MEGA-GO / MegaGO

Calculate semantic distance for sets of Gene Ontology terms
MIT License
5 stars 2 forks source link

Obtain output in matrix like text file #49

Open LucvZon opened 2 years ago

LucvZon commented 2 years ago

When running megago with multiple files, the output with semantic similarities gets printed out in the terminal in an odd format. A print for each sample comparison appears with their respective scores and sample names always get overwritten to "sample 0 and 1", "sample 1 and 2", etc.

I see that the heatmap option helps the interpretation by visualizing the scores and displaying sample names as the original file names. However, I would like to obtain a matrix like text file output of the semantic similarity scores, which would essentially be the same data on which the heatmap is based on. Currently I don't see any options to output the similarity scores in such a format and parsing the terminal print seems impractical, especially with the sample names being changed in the output.
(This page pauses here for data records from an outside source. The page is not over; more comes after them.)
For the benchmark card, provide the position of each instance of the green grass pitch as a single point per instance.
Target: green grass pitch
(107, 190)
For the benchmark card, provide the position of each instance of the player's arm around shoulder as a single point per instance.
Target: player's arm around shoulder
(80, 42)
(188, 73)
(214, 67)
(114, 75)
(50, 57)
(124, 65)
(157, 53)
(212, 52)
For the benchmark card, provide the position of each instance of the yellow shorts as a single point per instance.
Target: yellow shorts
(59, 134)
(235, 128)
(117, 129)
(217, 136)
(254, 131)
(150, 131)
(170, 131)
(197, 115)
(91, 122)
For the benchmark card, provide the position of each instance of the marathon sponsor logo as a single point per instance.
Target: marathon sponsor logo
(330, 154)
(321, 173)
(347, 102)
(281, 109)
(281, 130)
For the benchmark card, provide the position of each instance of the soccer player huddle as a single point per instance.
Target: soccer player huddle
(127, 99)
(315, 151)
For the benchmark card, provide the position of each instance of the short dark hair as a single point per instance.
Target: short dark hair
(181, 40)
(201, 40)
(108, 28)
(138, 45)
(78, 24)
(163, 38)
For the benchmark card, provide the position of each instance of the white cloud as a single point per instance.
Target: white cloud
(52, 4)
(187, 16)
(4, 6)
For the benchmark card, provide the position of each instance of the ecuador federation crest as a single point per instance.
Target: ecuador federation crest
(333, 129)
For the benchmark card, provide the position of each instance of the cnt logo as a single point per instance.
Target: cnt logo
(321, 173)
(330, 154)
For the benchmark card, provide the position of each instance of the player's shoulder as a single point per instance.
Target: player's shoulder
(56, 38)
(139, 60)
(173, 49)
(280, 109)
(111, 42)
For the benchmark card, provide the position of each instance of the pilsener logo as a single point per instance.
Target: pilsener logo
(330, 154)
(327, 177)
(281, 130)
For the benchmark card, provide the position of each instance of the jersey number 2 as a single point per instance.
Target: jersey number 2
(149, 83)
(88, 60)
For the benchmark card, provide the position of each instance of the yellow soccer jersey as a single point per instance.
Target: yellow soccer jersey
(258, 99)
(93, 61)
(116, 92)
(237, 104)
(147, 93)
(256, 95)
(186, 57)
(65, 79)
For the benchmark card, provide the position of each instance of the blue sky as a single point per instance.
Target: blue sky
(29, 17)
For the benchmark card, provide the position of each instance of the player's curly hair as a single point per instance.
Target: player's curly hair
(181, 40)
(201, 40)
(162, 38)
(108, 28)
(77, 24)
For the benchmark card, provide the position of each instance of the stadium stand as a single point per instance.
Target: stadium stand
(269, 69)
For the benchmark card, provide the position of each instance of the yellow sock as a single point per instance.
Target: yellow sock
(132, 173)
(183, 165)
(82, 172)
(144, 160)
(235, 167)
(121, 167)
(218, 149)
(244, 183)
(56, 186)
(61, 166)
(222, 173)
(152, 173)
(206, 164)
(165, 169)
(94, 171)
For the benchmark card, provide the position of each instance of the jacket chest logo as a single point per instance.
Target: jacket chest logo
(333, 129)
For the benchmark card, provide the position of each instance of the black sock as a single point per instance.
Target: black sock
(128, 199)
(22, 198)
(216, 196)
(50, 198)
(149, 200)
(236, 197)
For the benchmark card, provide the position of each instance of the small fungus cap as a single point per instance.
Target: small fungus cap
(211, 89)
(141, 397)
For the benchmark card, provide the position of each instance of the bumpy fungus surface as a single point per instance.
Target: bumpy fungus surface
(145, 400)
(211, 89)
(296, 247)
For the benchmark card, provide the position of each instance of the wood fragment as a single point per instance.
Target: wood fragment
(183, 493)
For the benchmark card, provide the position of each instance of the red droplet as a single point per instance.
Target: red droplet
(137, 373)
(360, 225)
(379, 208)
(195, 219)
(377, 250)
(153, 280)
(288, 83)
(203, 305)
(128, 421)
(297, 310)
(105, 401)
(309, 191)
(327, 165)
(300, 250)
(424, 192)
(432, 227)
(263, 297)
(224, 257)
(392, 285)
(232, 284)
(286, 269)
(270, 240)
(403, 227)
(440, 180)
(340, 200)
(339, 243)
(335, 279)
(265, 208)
Is there any possibility to achieve such a matrix like text file output of the scores?

pverscha commented 2 years ago

Hi,

Since users are also allowed to directly pass sets of GO-terms instead of normal files, we cannot extract file names to use as row and column names in all cases. That's why the output sets is renamed as sample 0, sample 1, etc. The numbering of the samples should be the same as the order in which you provided the samples, so you should be able to parse the file and reset the names back to their original name.

If only files are provided (and no in-place sets of GO-terms), we could possibly add the sample names to the output file. I will take this issue into account and add it to the backlog of things that we would like to add to the MegaGO package. Thank you for your feedback! Feel free to reach out to us in case you have more issues.